これを通じて、特に若い方々、若年層において、当選された小池都知事に迫る勢いを見せておられました。やはりこれは、石丸さんのそういう熱意といいますか、そういうものを今申し上げたような手法を使いながらお届けになった、その結果であろうかというふうに思います。
(毎日新聞)今、都知事選の話が出ましたけれども、福岡県知事選挙の話をちょっとお聞きしたいと思うんですが。
6月に自民党の県連大会がありまして、その中で原口県連会長が、どうも知事は東京でも人気があると。手を挙げれば一丸となって頑張りたいと述べられまして、知事の再選出馬に強い期待感を示されたんですけれども、こういう声は知事にも届いているんでしょうか。受け止めを教えてください。
(知事)はい、各社の報道を通じて存じ上げております。そのようなことをおっしゃっていただいていることについては大変ありがたく受け止めております。と同時に、やはり今、私が福岡県知事という職にあって、なすべきことをしっかりやっていかなければいけない、このことについて改めて気を引き締め直してというところでございます。
(毎日新聞)任期満了まで9か月ぐらいになってるんですけれども、態度表明というのはいつ頃というふうにお考えでしょうか。都知事選挙では、現職がぎりぎりに出馬表明をすることにちょっと批判も出てましたけれども、その点を踏まえてお願いいたします。

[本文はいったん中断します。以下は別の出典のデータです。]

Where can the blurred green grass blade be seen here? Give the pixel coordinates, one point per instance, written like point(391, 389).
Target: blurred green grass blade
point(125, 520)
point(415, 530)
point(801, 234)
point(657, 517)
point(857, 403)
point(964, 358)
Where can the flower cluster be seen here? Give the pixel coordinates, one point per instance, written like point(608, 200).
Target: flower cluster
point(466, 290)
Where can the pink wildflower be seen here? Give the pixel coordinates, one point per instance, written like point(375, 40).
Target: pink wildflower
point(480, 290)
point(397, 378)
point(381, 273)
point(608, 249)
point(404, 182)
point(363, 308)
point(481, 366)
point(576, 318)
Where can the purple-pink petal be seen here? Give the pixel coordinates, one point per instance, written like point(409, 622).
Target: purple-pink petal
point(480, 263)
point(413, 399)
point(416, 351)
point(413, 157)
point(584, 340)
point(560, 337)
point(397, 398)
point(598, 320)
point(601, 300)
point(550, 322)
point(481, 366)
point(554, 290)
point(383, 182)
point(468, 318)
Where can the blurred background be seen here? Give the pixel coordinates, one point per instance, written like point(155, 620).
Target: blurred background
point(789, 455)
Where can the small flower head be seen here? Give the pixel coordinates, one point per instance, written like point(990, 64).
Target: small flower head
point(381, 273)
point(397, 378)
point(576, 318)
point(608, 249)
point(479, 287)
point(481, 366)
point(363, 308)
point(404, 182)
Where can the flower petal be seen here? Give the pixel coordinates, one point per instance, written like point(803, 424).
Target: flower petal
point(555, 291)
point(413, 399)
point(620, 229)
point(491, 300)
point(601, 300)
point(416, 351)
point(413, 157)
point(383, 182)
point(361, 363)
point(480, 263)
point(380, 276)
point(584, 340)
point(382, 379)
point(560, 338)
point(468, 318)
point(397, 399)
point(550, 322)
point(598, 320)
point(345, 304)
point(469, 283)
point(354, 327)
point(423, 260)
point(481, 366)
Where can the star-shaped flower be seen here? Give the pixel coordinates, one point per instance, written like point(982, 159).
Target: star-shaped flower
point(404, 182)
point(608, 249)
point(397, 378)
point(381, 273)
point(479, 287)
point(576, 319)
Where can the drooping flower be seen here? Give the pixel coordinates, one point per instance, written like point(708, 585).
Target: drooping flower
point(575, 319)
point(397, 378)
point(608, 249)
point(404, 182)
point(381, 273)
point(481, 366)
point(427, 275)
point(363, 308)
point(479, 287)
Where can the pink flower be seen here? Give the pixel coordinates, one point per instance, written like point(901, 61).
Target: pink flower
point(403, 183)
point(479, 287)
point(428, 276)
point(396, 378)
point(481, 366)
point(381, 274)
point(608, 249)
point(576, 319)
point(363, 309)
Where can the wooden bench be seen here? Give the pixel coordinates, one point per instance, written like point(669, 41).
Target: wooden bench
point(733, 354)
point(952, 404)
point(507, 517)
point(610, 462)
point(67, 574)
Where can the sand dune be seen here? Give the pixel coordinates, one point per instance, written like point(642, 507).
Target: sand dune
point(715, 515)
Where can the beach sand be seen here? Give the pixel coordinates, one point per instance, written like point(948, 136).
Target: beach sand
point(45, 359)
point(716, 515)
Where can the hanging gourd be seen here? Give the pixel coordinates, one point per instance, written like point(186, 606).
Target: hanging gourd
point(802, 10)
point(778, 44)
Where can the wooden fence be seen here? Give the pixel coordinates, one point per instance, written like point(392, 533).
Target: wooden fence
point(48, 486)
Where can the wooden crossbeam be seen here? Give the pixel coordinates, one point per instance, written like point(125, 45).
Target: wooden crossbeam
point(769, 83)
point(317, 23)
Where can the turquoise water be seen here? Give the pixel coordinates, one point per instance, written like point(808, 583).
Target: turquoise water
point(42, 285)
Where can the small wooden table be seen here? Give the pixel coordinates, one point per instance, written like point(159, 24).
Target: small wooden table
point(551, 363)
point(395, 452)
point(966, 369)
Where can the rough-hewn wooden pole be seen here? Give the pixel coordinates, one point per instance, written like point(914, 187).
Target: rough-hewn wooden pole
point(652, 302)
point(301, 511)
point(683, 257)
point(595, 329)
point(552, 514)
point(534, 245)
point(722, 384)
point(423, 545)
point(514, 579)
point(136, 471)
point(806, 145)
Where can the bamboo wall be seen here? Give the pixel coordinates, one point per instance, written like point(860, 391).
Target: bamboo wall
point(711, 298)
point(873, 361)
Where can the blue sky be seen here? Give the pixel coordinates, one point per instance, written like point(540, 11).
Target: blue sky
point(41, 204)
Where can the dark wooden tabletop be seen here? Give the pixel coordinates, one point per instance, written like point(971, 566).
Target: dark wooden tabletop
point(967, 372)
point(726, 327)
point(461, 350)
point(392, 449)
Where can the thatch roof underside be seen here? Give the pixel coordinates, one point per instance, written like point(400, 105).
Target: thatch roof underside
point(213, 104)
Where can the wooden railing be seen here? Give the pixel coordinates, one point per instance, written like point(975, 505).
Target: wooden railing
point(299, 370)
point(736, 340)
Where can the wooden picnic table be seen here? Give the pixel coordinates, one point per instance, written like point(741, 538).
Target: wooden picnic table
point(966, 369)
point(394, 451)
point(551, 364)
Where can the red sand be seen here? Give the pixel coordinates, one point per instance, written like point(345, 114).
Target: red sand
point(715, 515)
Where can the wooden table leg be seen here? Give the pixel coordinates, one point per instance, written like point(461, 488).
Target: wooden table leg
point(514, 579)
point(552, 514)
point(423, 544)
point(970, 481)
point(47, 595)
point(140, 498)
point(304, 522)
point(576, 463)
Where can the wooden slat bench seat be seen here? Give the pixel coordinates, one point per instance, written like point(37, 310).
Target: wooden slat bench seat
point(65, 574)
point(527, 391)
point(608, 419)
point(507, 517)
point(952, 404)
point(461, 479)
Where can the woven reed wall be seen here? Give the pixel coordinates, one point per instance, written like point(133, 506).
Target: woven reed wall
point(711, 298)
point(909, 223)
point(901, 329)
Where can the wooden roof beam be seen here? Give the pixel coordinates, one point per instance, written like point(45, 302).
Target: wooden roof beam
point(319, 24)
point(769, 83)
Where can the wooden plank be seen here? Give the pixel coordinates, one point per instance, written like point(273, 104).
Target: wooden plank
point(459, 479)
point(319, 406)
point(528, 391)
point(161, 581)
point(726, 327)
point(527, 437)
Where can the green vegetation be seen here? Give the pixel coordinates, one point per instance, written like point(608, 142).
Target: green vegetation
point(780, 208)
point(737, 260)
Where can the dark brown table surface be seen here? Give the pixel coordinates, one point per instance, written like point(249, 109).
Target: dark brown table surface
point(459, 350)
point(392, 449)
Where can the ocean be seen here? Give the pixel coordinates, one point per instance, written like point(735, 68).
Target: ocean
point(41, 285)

(知事)まだ、いつというふうなのは正直決めておりません。やはり自らにしっかりと問いかけをし、そして、自らの気持ちを、心を決めて、しっかりとしたことをまた県民の皆様に対してお話をさせていただきたいというふうに思っています。
(毎日新聞)ぎりぎりにはならないか、どうですか。
(知事)県民の皆様にとって、先ほどの都知事選挙でのお話もありましたが、県のトップ、都のトップ、自治体のトップを選ぶということ、非常にこれは重要なことであります。有権者の皆様、県民の皆様にとって混乱や不安を引き起こすことのないように、そこは留意をして取り組んでいきたいと思っています。
(RKB)
新型コロナについてお伺いしたいんですけれども、県内の感染者数が7月1日から7日で先週比の1.68倍で、2,000人を超えていまして、この2,000人を超えているのが2月以来ということになっています。これまでの新型コロナと違う特徴だったり傾向があれば教えていただきたいのと、また、夏休みに入るので、県民への呼びかけを改めてよろしくお願いできればと思います。
(知事)今おっしゃっていただいたように、定点当たりの数値も11.28と非常に高くなってきております。今回の定点当たりの報告数が増えたことに伴って、特段、症状とか色々な特徴において何か変化が見られるということは聞いておりません。
しかし、過去を見ましたら、夏休みの時期といいますか、夏場に感染が広がったという経験がございます。これはやはり、夏休み、あるいはお盆等々のイベントが多い時期になりますので、人が集まる機会が多くなる、そしてまた、蒸し暑いとか暑い時期になってどうしても部屋を閉め切ってエアコンをかける、こういうふうな季節になります。やはり、適切にマスクを着用していただく、あるいは手洗いや手指消毒を励行していただく、そしてまた、部屋の中においては、暑い時期なんですけども、人が集まるようなときには定期的な換気というものが非常に重要になりますので、御面倒かもしれませんけれども、換気について特に注意を行っていただきたいと思います。
もし疑われるような症状、発熱とか、そういうものが出たときには、かかりつけ医さんをはじめ、診療所、病院のほうに受診をお願いいたしたいと思います。
(RKB)追加なんですけども、コロナの5類移行後、今、現状としまして、大きな波が来ていると感じられておられるのか、それを教えていただけますか。
(知事)まだ、今これをどう判断するかという段階にないとは思いますが、先ほど申しましたように、過去の経験からも、やはり夏場、夏休み時期というのは非常に感染が拡大をしている経験がありますので、これはそういう感染拡大の波の入り口にあるとも考えられます。十分に注意を払っておく必要があると考えています。